Journalists, nurses in ethical dust-up

I’m not altogether sure I understand the fury from the Minnesota Nurses Association (by way of David Brauer’s blog at MinnPost) over the fact a meeting the nurses had was closed to the press, but the Strib inflitrated.

According to David:

The latest flashpoint is a Strib story that includes quotes from what the MNA says was a closed-to-the-press union membership meeting Wednesday. The piece, written by Josephine Marcotty and Chen May Yee, includes passages such as:

One nurse stood up and said, “I’m a young nurse and I talk to a lot of young nurses.” She said she was worried that some would cross the picket line.

MNA spokesman John Nemo says the media organizations were informed via press release that the meeting was closed.

I’m probably old school here but I’m inclined to respond, “so what?” It’s the job of reporters to find information and that’s what the Star Tribune did. Did they break the law to get it? Not that I can tell. Did they get the story wrong? That doesn’t appear to be the contention.

Far more troubling are two other parts of Brauer’s story. One in which the nurses union spokesman seems to acknowledge he’d already been favoring certain media outlets over another. And one in which a TV reporter seems more than willing to accept information crumbs as the nurses are willing to provide them.

In any event, Nemo vows payback. “I told the Strib I’m cutting them out of the scoops. On Monday, they’ll have to wait for the strike vote. I’m giving it to [Pioneer Press reporter] Jeremy Olson first.”

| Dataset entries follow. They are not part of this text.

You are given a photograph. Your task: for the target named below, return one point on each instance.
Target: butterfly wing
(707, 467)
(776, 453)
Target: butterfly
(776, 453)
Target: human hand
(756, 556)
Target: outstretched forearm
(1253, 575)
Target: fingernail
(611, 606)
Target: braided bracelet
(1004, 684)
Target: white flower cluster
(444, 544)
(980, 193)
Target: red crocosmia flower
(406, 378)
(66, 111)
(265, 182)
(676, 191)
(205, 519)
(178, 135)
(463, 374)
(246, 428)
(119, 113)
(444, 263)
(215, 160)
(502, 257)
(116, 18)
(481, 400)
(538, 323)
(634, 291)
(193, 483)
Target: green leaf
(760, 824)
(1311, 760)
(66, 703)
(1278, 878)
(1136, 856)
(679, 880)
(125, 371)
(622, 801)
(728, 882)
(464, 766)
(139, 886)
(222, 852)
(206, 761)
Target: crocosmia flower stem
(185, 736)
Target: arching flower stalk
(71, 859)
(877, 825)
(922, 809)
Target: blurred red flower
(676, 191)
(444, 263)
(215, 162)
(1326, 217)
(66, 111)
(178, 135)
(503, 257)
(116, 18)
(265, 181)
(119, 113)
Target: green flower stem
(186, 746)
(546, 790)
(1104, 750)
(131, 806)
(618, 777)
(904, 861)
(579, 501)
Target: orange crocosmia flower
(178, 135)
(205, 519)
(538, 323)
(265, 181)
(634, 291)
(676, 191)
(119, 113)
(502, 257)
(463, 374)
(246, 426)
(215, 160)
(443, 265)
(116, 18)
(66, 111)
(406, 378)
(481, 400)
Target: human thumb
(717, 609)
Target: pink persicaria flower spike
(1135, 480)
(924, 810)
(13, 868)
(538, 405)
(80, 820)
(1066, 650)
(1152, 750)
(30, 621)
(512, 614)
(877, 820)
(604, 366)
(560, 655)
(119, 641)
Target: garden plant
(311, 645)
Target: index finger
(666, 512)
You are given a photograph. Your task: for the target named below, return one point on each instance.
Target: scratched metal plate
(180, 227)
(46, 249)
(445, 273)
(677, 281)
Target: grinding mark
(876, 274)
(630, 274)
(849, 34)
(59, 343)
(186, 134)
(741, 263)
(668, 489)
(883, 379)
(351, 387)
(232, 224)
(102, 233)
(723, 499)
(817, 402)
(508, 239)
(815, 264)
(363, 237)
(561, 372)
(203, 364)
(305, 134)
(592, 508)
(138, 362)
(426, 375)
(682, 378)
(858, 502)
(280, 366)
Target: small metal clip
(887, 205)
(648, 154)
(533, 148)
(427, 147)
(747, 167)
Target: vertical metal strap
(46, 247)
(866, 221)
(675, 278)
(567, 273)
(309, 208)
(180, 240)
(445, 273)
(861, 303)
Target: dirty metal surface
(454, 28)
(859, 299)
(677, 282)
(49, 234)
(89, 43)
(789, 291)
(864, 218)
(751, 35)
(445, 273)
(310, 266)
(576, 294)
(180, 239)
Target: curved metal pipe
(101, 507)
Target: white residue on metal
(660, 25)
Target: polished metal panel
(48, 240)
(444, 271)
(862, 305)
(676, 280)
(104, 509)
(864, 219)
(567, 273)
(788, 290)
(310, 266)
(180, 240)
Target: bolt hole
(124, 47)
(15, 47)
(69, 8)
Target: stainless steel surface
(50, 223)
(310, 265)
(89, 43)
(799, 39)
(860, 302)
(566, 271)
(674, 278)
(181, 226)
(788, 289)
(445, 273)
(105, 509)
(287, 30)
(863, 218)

He makes even that sound charitable: “We don’t need the mainstream media to tell our story. We built our whole campaign around social networking — 10,000 fans on Facebook, and MNAblog.com gets 8-10,000 hits a day. It’s not 1988 any more.”

Ethical? One can’t very expect the media to sit and wait for spoon-fed information from one side in a labor dispute, when the people dispensing that information are favoring some media over the other.

Better to just get the information on your own. You know, like reporters do.

As for the need for mainstream media, it’s true. It’s not 1988 anymore and the nurses don’t need mainstream media to get their information out to nurses, but they do need the mainstream media if they’re engaged in a fight for the public’s hearts and minds, which they are.

Someday, perhaps, the majority of the not-involved-in-nursing-or-hospitals general public will browse YouTube videos and Web site blogs to get these morsels on their own, but that’s not a reality of 2011.

As penetrating as “new media” has become in our daily lives, it hasn’t come close to carrying the influence the old guard still wields. Like it or not, that’s simply a fact.

It’s understandable that in a contentious labor situation, cooler heads aren’t likely to prevail when it comes to relationships with the media. The communications individuals have a job to do: To get their story told, preferably just the way they want it.

But that’s not the job of journalists. If there are elements of the story that are wrong, a reporter’s head should be fair game. Attribution, not insinuation, belongs in news stories. Clearly, two sides (or more) of a particular story should be told. But increasingly, the definition of bias among the communications professionals is that another point of view saw the light of day.